Strength Training For Kids: When is the Best Time to Start?
“lifting during puberty is like legal steroids.”
That quote was taken from a tweet by renowned strength coach Mike Boyle. Strength training during your middle school years are some of the most important training years of your life.
Beginner trainees can make improvements in strength and speed at a rapid rate and the results are only enhanced by going through puberty at the same time. Getting strong and powerful by the time you’re in 8th grade can set you up for a lot of future success in your high school years.
Preteens and young teenagers are not delicate little flowers. They need to get in the weight room and train.
Over the last 8 years or so working with young athletes, this is a fact I usually have to convince the parents of; the kids are good to go.
The problem is that for some parents when they think of strength training this is what they see:
There is obviously more than one training style out there and this is not what sports performance training looks like for kids.
Kids, and all athletes for that matter, need to keep things simple and master the basics. A training program for an athlete should teach them to squat, hinge, push, pull, sprint, and that’s pretty much it. There’s no need to make things overly complicated.

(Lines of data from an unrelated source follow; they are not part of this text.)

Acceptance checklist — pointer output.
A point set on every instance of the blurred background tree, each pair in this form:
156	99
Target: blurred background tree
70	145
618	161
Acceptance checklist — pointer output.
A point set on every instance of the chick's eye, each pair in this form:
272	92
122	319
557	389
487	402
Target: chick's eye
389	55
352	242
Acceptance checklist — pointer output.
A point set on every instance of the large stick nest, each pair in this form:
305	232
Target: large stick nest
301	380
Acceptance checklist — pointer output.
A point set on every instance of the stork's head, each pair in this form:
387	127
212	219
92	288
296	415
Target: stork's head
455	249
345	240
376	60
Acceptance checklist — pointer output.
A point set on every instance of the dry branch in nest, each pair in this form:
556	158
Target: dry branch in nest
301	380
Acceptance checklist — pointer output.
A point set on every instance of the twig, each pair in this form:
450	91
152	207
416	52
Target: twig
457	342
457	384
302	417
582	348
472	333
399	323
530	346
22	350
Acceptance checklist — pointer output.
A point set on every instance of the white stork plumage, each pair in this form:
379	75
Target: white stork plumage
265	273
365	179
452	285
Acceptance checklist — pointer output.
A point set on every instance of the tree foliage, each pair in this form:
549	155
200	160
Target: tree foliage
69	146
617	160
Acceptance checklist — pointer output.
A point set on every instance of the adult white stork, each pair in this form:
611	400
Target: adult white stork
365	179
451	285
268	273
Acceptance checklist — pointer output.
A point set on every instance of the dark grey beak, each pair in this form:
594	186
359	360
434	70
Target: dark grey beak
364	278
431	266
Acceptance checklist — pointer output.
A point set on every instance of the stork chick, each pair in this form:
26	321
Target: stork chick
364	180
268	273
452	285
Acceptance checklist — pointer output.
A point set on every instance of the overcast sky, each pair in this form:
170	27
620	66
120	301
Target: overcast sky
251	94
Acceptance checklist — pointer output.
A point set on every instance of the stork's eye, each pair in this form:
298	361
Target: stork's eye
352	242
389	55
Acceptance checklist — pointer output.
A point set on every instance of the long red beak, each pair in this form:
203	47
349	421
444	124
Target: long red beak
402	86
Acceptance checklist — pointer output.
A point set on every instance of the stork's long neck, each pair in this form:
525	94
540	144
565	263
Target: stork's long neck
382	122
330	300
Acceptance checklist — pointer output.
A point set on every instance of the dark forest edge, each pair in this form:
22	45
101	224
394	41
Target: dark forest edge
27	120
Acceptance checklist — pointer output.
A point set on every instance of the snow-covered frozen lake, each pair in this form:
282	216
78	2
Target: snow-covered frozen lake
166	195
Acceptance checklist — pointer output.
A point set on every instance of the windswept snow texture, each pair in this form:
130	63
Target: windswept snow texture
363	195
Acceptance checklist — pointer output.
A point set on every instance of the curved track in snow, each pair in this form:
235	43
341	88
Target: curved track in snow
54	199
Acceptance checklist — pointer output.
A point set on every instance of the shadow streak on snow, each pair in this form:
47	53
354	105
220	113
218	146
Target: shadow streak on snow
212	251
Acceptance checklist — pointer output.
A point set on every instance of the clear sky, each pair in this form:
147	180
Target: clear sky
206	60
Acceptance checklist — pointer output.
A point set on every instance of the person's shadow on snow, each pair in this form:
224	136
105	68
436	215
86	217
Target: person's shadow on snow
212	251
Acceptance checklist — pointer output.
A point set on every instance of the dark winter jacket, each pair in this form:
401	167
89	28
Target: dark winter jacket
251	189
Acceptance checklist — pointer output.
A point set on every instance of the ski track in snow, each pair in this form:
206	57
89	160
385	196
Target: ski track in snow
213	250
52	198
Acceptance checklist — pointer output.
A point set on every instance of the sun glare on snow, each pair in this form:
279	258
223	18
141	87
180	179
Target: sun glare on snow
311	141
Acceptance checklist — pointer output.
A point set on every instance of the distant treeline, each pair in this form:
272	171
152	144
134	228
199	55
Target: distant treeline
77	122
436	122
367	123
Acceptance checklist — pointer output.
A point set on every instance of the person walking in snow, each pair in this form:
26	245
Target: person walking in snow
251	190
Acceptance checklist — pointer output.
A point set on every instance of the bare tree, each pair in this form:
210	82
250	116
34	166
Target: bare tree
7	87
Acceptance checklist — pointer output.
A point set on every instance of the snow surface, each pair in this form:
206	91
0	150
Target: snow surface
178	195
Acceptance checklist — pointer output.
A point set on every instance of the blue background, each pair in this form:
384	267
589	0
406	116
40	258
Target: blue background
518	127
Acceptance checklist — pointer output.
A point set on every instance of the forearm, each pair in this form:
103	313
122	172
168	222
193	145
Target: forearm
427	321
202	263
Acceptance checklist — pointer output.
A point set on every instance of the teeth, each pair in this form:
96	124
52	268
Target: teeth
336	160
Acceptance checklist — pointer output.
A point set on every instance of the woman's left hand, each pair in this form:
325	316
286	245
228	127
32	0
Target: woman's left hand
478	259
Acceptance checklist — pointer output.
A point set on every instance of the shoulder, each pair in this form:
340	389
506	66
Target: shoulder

It’s not about having these overly impressive and complex training programs. It’s about getting a little bit better each day, week after week, and month after month for years of consistent hard work.
Consistency Is KING. I’ll take the athlete who consistently shows up for months on end for “boring” and “simple” training programs over the athlete who shows up sporadically for a “lights out” workout.
It should also be noted that no, lifting weights will not stunt their growth. I’ve seen it anecdotally too many times to believe this myth, and the research does not back that up.
"If your son or daughter looks like a baby giraffe while performing a lunge they’re not going to get anything out of some fancy agility drills."
Piggy backing along with this myth is a lot of parents are only interested in having their kids do “speed and agility classes.” I highly encourage parents not to waste their money on this type of class.
If your son or daughter looks like a baby giraffe while performing a lunge they’re not going to get anything out of some fancy agility drills. Speed work for someone in this stage is like putting sweet rims on a car that has no engine.
In other words, you have to have power in order to train it. Speed comes from putting more force into the ground. What most young athletes need is to goblet squat, reverse lunge, deadlift, and learn to do proper push-ups and rows.
When an athlete gets stronger and puts more force into the ground they’ll get from point A to Point B in less time. I tell our athletes all the time I want strong, powerful strides, not quick feet.
Strength is the foundation of all athleticism and is a total game changer at the middle school and high school levels because there are so many athletes (or parents) that are afraid of the weight room or just not willing to put in the time or effort to get anything out of it.